Oil companies should think twice before investing in new projects, warns a new report from Carbon Tracker.
The report found that companies making long-term investments expecting high oil prices to continue risk wasting $970 billion in capital expenditure by 2030.
“We could see that the energy transition could accelerate very rapidly and ultimately that will drive a significant fall in demand for oil,” Mike Coffin, the report’s co-author and head of oil and gas at Carbon Tracker, told Energy Source.

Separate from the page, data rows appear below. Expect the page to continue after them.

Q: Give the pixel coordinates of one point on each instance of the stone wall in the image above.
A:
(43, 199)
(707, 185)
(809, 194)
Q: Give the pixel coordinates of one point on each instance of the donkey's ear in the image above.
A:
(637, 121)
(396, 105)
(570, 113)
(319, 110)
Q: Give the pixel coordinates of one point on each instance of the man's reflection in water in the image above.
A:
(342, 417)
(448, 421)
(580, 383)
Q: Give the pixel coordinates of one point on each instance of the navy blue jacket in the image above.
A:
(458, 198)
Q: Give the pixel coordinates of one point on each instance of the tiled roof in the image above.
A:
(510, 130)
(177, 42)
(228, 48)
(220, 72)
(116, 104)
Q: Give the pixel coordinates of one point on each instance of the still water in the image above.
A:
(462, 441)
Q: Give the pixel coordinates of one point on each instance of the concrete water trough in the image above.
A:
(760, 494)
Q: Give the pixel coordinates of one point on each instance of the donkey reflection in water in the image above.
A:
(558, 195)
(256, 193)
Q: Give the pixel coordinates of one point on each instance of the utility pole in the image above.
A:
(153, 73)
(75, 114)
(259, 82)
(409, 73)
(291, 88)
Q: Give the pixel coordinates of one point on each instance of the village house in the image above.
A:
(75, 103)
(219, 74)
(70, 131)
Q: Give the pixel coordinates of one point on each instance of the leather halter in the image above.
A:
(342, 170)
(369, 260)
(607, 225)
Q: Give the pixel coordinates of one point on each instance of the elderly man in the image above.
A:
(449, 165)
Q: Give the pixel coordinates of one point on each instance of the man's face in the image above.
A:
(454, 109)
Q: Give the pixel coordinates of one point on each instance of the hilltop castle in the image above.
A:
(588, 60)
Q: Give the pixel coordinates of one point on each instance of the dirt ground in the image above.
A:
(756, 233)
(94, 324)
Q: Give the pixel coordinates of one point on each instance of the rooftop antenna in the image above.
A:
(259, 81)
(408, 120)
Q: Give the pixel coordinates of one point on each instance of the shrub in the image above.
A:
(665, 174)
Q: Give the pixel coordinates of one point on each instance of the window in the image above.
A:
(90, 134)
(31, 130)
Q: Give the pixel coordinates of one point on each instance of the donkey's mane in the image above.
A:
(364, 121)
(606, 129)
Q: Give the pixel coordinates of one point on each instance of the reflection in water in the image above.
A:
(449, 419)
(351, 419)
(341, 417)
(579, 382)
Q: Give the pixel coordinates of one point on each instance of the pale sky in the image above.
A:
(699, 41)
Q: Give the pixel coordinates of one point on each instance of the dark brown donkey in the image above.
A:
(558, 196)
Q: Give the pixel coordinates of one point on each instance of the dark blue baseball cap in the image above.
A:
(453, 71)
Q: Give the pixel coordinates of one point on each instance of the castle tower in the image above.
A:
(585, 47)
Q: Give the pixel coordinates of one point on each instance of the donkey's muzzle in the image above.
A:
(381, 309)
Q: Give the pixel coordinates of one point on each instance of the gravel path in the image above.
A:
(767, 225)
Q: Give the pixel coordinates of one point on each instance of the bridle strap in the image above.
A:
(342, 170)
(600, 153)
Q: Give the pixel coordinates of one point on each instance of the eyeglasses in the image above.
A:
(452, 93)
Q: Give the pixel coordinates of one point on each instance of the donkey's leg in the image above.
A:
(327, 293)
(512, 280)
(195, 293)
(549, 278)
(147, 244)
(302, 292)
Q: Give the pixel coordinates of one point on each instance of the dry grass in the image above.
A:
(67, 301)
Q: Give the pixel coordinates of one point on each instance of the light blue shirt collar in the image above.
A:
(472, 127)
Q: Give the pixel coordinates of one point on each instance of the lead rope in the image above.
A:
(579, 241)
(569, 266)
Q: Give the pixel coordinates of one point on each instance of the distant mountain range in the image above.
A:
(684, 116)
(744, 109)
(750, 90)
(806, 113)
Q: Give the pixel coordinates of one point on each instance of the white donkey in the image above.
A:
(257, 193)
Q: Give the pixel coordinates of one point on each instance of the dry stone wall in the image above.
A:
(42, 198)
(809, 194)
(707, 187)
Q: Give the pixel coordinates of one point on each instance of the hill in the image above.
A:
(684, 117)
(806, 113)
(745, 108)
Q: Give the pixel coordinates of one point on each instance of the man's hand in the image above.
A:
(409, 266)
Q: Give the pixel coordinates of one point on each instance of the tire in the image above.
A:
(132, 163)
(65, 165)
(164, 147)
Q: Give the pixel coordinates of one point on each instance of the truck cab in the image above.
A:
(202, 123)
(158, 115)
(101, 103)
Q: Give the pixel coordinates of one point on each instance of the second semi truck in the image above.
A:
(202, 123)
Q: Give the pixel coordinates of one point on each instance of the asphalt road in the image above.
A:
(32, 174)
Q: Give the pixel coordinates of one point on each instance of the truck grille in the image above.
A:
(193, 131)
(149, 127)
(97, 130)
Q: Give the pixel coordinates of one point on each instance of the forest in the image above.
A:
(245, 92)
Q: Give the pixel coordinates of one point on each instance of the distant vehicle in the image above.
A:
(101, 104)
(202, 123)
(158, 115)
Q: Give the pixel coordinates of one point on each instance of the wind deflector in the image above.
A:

Crude oil sits above $91 a barrel, up 57% from the same time last year. While Carbon Tracker expects prices to remain high in the short term, it expects oil demand and prices to fall from the mid-2020s as climate policies tighten and a shift to electric vehicles (EVs) gains speed. Oil prices would average $40/bbl after 2026.
It is a threat to companies to make investment decisions based on today’s high oil price, the group says.
“Companies may see high prices [now] as a huge neon sign pointing towards investment in more supply,” said Axel Dalman, analyst and lead author of the report. “However this could become a nightmare scenario . . . shareholders could face catastrophic levels of value destruction as prices fall.”
The report found that companies investing in costly projects with long lead times are at the greatest risk of oversupplying the market and being left with stranded assets. If oil prices fell to $40/bbl, these companies would lose $530 billion in the next 10 years and nearly $1 trillion if oil fell to $30/bbl.
Carbon Tracker picked out several megaprojects as examples, including Exxon Mobil and Shell’s $6.7 billion Bosi Field development in Nigeria that isn’t expected to deliver oil until 2029. Oil prices would have to average in the high $50s/bbl for the project to break even, Carbon Tracker said.
Nevertheless, companies can meet demand without wasting capital. By favoring quick shale projects and relying on OPEC’s spare capacity to close the supply gap, the report found companies can deliver on short-term demand and preserve shareholder value. According to Carbon Tracker, it’s in OPEC’s interest to co-operate, as high prices could otherwise spur more U.S. shale production and accelerate the transition to EVs.
“A sustained surge in the oil price is not necessary,” said Mark Fulton, co-author of the report and chair of Carbon Tracker’s research council. “The industry can both meet peak demand and manage its way through that without wasting capital by applying discipline.”